Die herkömmliche Kompostierung ist im Gegensatz zur Vererdung mit Regenwürmern ein teures, aufwändiges und hochtechnisiertes Verfahren. Die komplexen und geschlossenen Kompostierungsanlagen sind zum Teil mit hohen Betriebskosten verbunden, etwa für Belüftung oder Bewässerung. Durch die hohen Temperaturen entstehen Dämpfe, die unangenehm riechen und bei industriellen Anlagen Luftfilteranlagen brauchen. Feuchte organische Reststoffe - wie die aus Biogasanlagen - sind nur schwer kompostierbar und müssen mit Holzhäckseln gemischt werden. Regenwürmer dagegen bevorzugen feuchte Nahrung. Bei der kalten Vererdung entstehen keine unangenehmen Gerüche. Regenwürmer mischen alles selbst und sparen dadurch Energie und Betriebskosten. Vor allem aber ist der Regenwurmhumus doppelt so wertvoll wie Kompost. Das liegt daran, dass Regenwürmer einen stabilen Humus erzeugen.
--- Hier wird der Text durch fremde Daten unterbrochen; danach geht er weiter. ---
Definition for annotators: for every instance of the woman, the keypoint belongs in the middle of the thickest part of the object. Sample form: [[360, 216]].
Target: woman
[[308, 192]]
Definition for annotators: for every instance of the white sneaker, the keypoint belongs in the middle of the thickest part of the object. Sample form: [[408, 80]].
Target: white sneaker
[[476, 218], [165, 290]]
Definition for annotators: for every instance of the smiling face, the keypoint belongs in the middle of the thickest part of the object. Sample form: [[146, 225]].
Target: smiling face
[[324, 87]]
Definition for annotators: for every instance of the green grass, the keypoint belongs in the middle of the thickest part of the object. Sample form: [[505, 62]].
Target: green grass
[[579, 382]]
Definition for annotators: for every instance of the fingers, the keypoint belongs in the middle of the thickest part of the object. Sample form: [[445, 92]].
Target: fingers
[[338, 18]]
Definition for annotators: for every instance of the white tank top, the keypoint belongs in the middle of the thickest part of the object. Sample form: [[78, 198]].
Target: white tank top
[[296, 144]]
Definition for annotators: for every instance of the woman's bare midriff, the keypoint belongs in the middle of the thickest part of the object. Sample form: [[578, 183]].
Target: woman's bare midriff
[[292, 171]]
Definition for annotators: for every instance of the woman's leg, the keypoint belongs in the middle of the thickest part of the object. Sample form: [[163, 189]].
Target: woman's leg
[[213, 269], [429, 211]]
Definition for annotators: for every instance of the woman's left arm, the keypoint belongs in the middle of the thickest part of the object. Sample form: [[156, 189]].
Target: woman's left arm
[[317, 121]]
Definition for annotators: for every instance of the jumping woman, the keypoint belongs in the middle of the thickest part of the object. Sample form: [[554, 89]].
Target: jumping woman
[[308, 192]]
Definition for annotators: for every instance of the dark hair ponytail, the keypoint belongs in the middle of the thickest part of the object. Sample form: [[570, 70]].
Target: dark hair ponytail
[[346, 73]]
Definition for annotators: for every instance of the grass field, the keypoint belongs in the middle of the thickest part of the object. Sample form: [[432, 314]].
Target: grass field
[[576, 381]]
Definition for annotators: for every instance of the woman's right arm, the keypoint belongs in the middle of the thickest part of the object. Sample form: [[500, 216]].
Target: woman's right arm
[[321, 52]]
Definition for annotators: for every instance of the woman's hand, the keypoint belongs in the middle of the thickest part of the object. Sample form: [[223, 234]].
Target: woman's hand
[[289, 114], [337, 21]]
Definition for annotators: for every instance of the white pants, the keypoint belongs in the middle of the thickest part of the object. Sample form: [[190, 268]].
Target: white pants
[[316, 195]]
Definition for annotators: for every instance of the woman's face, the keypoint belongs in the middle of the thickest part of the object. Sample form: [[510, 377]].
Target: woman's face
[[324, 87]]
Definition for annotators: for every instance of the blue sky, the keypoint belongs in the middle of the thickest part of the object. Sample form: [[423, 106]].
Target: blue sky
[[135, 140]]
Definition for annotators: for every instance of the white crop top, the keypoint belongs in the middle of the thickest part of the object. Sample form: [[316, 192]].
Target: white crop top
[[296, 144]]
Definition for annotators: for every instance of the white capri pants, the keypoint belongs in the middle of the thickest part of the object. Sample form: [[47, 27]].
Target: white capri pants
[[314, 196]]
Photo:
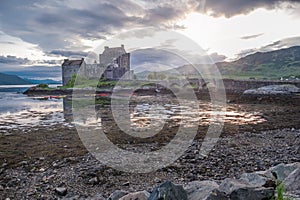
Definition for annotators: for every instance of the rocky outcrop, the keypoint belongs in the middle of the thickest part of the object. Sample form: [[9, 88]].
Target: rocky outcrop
[[257, 185], [168, 190], [273, 90]]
Die herkömmliche Kompostierung reduziert das ‚Bioabfall‘-Volumen nur um etwa ein Drittel, während Regenwürmer diesen um zwei Drittel abbauen.

Frage 

Was ist Ihr nächstes Ziel?

Michael Quintern
Antwort 

Zum einen werden wir Haushalten, Schulen, Kindergärten und kleinen Betrieben helfen, ihre Bioabfälle selber zu Humus zu veredeln, zum Beispiel mit der Hungry Bin-Wurmfarm. Vor allem aber werden wir in den nächsten Monaten mit Betreibern, beratenden Personen und Kundschaft von Landwirtschaften, Biogasanlagen, Landwirtschaftskammern, Umwelt- und Wasserbehörden zusammenarbeiten, um das Verfahren umweltverträglich in die Landbewirtschaftung bezeihungsweise Bodenbewirtschaftung zu integrieren. Als Bodenkundler ist mein vorrangiges Ziel, den Humusgehalt unserer Böden zu verbessern, um die natürliche Bodenfruchtbarkeit zu fördern.